16) Kingman – I-40. On the Beale Wagon Road and Route 66. Every visit to Kingman should start at the Historic Powerhouse in Historic Downtown Kingman. Built in 1907, today it houses the Kingman Visitor Center, along with the Historic Route 66 Museum and the Route 66 Electric Vehicle Museum—filled with giant murals, life-sized dioramas and authentic artifacts bring to life the early days of travel on “The Mother Road.” Over at the Historic Railroad Depot, the Kingman Railroad Museum displays railroad artifacts and model train layouts, and the nearby Locomotive Park displays famed steam engine #3759. Showcasing the history of the area, the Mohave Museum of History and Arts features exhibits covering prehistoric times and the towns mining and ranching history. And if you’re a fan of local brews be sure to stock up on award-winning vintages at Cella Winery and enjoy a tour and tasting at Desert Diamond Distillery.
17) Cedar City – I-15. On the Old Spanish Trail. Visitors can experience the days of the Old Spanish Trail, pioneers and iron ore miners at Frontier Homestead State Park Museum featuring historic buildings, wagons and artifacts, period reenactors and interactive exhibits. Nearby Cedar Breaks National Monument features a 2,500-foot deep basin with canyon walls in vivid, multi-colored hues. Cedar City can also serve as the gateway and “base camp” for visits to Zion National Park, Bryce Canyon National Park and Dixie National Forest. Kanarra Falls is a beautiful slot canyon hike with stunning waterfalls. The plays of William Shakespeare and other classics are performed nightly from June through October at the Tony Award winning Utah Shakespeare Festival at the Beverley Center for the Arts. The Southern Utah Museum of Art displays the work of regional artists and a permanent collection of National Park paintings. Brian Head Resort offers snow-skiing and family-friendly winter fun from November through April and summer mountain biking, hiking and special events on the weekends in the summer.

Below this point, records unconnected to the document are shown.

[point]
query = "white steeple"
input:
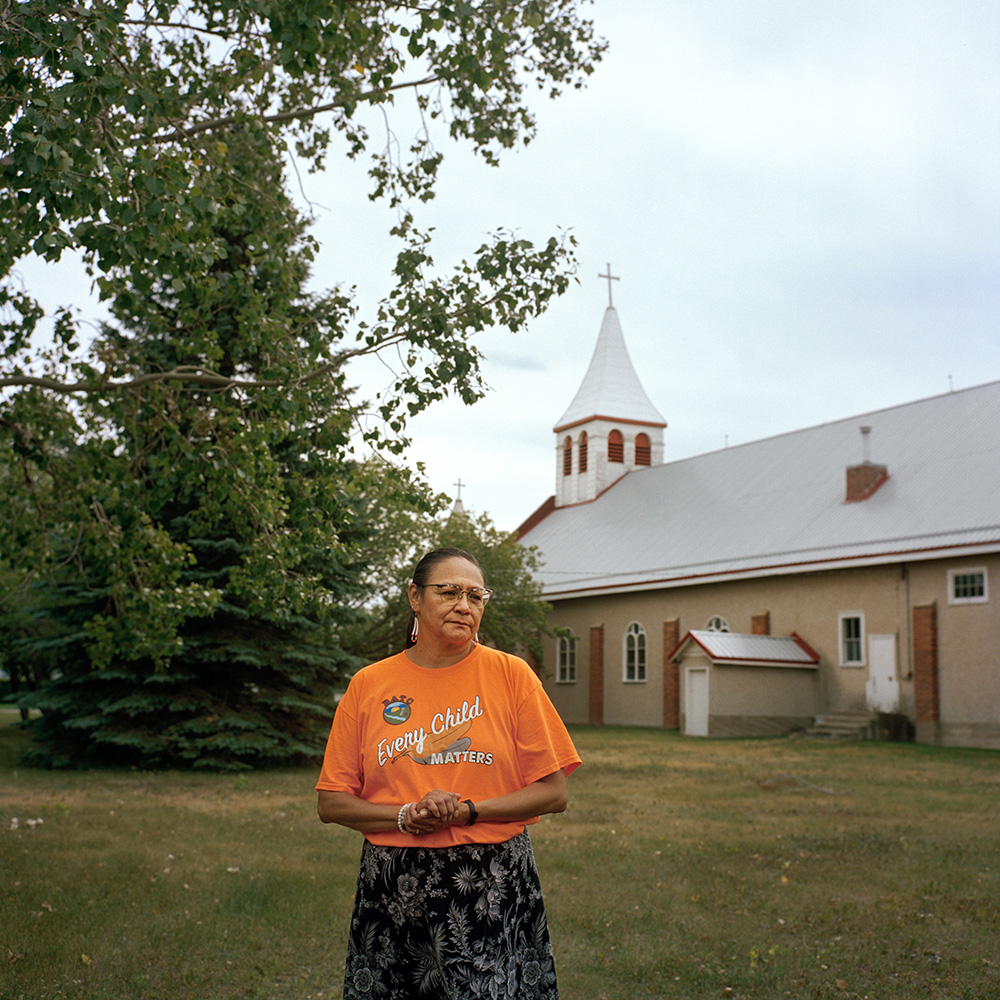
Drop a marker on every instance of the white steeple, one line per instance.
(611, 426)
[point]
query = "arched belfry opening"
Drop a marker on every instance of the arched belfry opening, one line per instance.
(611, 425)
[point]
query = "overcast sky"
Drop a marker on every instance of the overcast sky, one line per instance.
(802, 202)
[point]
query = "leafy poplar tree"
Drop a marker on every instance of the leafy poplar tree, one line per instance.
(191, 540)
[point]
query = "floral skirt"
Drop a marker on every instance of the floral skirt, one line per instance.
(450, 923)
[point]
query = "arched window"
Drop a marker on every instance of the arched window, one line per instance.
(616, 447)
(642, 449)
(566, 668)
(634, 658)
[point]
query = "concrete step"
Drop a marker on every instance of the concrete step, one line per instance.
(845, 726)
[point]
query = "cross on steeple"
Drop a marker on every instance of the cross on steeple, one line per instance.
(610, 277)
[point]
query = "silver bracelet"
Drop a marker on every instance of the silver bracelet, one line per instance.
(401, 818)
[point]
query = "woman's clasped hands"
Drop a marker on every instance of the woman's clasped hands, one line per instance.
(436, 810)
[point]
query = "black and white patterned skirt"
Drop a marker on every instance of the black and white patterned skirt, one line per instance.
(450, 923)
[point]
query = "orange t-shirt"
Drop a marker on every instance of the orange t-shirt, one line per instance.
(482, 727)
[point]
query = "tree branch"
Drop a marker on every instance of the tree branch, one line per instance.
(187, 132)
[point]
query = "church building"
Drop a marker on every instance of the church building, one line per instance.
(835, 575)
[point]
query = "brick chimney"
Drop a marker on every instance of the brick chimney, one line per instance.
(864, 479)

18) Las Vegas – I-15 and US 93 and US 95. On the Old Spanish Trail. More than 150 years ago a spring-fed creek flowed through the Las Vegas Valley which created an oasis in the desert half-way between Salt Lake City and Los Angeles. At the world-class Springs Preserve visitors can experience museums, including the amazing Nevada State Museum, galleries, outdoor events, a colorful botanical garden, and interpretive trail system at the birthplace of Las Vegas, named by the Spanish for “the meadows.” At the Old Las Vegas Mormon Fort State Historic Park trail travelers can see a multitude of artifacts, a Visitor Center, and a Spanish Trail marker inside this historic adobe fort. Nearby Las Vegas landmarks include the colorful Fountains of Bellagio, The Las Vegas Strip with its dazzling array of themed casinos, and the nightly sight and sound sensation of the Fremont Street Experience. For incredible views of the Strip and Nevada desert there is the Stratosphere Tower, the Eiffel Tower Viewing Deck, and the High Roller, the world’s biggest observation wheel. Specialty museums include the fascinating 30-acre Clark County Museum, the Mob Museum, the Neon Museum with classic Las Vegas neon signs, the National Atomic Testing Museum, and Madame Tussauds – Las Vegas Wax Museum. Family attractions include SeaQuest Las Vegas, Wet and Wild Las Vegas, Cowabunga Bay Water Park and Siegfried & Roy’s Secret Garden and Dolphin Habitat at the Mirage Casino. Nearby outdoor adventures include Hoover Dam and the Red Rock Canyon National Conservation Area.